KJK: Fransa’nın katliamı örtme tutumunu kabul etmiyoruz

Avrupa’da yaşayan Kürtler, Sakine Cansız, Fidan Doğan ve Leyla Şaylemez’in katledilmesinin 4’ncü yılı dolayısıyla başkent Paris’te düzenlediği protesto mitingi devam ediyor.

Mitinge bir mesaj gönderen KJK Koordinasyonu, “Kadınlar ve Kürt halkı olarak Fransa devletinin kendi hukukunu hiçe sayarak katliamın üstünü örtmeye çalışan tutumunu asla kabul etmiyoruz” vurgusunda bulundu.

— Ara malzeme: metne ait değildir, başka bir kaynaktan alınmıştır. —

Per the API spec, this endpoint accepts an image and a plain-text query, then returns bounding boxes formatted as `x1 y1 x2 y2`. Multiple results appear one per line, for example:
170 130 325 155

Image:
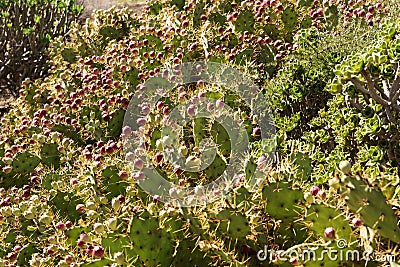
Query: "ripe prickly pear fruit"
134 158 144 170
324 227 336 240
339 160 351 174
351 218 363 227
310 186 319 196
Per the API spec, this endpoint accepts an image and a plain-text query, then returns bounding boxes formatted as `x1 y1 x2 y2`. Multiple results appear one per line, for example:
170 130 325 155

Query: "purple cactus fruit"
351 218 363 227
118 171 129 179
173 166 183 175
136 118 146 126
153 195 161 203
86 245 94 256
133 171 145 181
122 126 132 136
318 189 327 198
186 105 196 116
257 155 267 168
324 227 336 240
141 104 150 115
79 232 90 242
216 99 224 109
198 91 206 98
13 245 22 252
76 204 85 214
157 101 165 110
118 195 126 204
56 222 67 231
125 152 135 162
310 186 320 196
76 239 85 248
289 257 300 265
134 158 144 170
207 102 214 112
154 153 163 163
252 127 261 136
93 246 105 258
65 221 73 229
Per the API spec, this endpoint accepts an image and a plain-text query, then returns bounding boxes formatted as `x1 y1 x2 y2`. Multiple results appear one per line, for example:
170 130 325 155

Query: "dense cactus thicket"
0 0 399 266
0 0 82 97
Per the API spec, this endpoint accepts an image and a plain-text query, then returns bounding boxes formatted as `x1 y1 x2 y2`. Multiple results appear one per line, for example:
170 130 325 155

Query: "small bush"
0 0 82 97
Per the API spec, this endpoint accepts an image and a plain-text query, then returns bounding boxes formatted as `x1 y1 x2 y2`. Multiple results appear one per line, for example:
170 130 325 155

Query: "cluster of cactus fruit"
0 0 399 266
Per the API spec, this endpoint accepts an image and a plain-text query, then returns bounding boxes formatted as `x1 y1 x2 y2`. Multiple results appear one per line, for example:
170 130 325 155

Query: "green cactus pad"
276 220 308 247
170 0 185 10
228 186 252 208
209 12 226 26
262 183 304 220
245 157 257 182
193 2 205 28
101 166 128 201
52 124 84 145
41 172 62 190
281 7 298 33
106 109 125 139
297 0 313 7
12 151 40 174
193 117 210 146
65 226 90 246
210 121 231 158
49 191 83 222
17 243 38 266
341 176 400 243
172 238 212 266
102 233 136 260
40 143 61 169
99 25 119 39
203 153 226 179
234 9 255 33
324 5 339 31
299 15 313 29
290 152 312 181
305 204 353 242
61 48 78 63
129 211 174 266
214 209 251 239
82 259 113 267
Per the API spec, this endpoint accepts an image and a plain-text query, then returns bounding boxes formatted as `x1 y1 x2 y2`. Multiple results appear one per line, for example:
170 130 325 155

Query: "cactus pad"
213 209 251 239
262 183 303 220
101 166 128 201
12 151 40 174
234 9 255 33
341 176 400 243
40 143 61 169
281 7 298 33
129 211 175 266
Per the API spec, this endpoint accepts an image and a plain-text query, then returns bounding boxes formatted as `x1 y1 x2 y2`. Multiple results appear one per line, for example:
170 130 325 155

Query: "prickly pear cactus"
129 211 175 266
341 175 400 243
40 143 61 169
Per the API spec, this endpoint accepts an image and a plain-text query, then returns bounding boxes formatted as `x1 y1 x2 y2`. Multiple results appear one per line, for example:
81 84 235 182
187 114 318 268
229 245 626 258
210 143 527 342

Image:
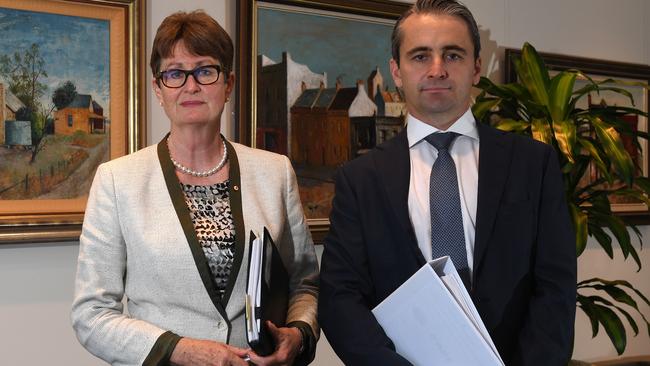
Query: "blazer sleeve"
71 164 178 366
512 147 577 365
280 155 320 365
319 166 412 366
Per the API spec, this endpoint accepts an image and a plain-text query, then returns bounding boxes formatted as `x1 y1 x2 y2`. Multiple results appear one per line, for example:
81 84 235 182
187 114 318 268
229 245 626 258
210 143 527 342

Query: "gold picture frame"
0 0 146 244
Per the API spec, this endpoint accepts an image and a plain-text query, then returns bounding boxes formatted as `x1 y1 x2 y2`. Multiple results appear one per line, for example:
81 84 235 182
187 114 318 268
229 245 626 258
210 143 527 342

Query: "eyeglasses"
156 64 223 88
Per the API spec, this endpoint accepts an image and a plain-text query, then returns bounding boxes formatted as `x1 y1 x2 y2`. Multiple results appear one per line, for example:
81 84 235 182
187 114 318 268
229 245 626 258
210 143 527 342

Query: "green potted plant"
472 42 650 355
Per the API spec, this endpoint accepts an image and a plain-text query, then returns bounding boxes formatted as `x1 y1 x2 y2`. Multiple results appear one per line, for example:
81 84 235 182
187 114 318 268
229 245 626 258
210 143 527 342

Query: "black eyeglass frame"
155 64 225 88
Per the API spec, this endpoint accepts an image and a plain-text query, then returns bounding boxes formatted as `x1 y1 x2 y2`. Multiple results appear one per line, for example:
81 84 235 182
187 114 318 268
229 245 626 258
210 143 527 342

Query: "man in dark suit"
318 0 577 365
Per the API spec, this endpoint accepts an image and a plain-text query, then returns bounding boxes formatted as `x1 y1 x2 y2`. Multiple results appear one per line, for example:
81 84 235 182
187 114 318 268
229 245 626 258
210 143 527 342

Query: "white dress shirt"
407 108 480 277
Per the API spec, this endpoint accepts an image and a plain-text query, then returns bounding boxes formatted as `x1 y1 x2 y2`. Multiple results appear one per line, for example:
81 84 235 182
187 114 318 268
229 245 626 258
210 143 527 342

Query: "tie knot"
425 132 460 151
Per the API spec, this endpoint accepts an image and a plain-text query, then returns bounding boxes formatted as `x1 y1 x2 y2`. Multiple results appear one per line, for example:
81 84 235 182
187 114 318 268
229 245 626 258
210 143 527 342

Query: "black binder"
245 227 289 356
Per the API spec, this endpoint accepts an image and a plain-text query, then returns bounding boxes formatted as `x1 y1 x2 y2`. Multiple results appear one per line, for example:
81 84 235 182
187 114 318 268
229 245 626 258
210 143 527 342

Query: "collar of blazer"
157 134 246 335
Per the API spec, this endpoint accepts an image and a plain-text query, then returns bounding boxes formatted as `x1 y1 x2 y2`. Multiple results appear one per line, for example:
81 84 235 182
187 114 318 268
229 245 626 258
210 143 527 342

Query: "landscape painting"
0 0 144 244
252 1 407 222
0 6 109 202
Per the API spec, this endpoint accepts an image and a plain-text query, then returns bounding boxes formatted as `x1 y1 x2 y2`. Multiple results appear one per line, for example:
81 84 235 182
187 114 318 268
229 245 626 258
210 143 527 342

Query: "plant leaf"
580 278 650 308
531 118 552 145
590 116 635 185
549 71 577 122
588 223 614 258
569 203 588 255
553 119 577 163
577 296 600 337
516 43 550 107
494 118 529 132
591 300 627 355
472 98 501 120
589 294 640 337
577 138 611 182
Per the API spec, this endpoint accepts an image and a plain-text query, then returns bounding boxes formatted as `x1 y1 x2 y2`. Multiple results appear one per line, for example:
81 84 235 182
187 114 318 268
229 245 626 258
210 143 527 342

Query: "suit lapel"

‘SOKAKTA OLAN KADINLARI SELAMLIYORUZ’

KJK yazılı mesajında, ‘’sizlerin şu anda toplandığı Paris’te, bundan 4 yıl önce Kürdistan Kadın Özgürlük Hareketi’nin öncü militanları Sakine Cansız, Fidan Doğan ve Leyla Şaylemez’in katledildi” denildi. KJK, Kürt Halk Önderi Abdullah Öcalan ile Türk devleti arasında görüşmelerin yapıldığı bir süreçte işlenen bu siyasi cinayetin, AKP devleti ile Kürt sorununun çözümünü engellemek isteyen karanlık güçler tarafından planlanıp uygulamaya konulduğunu belirtti.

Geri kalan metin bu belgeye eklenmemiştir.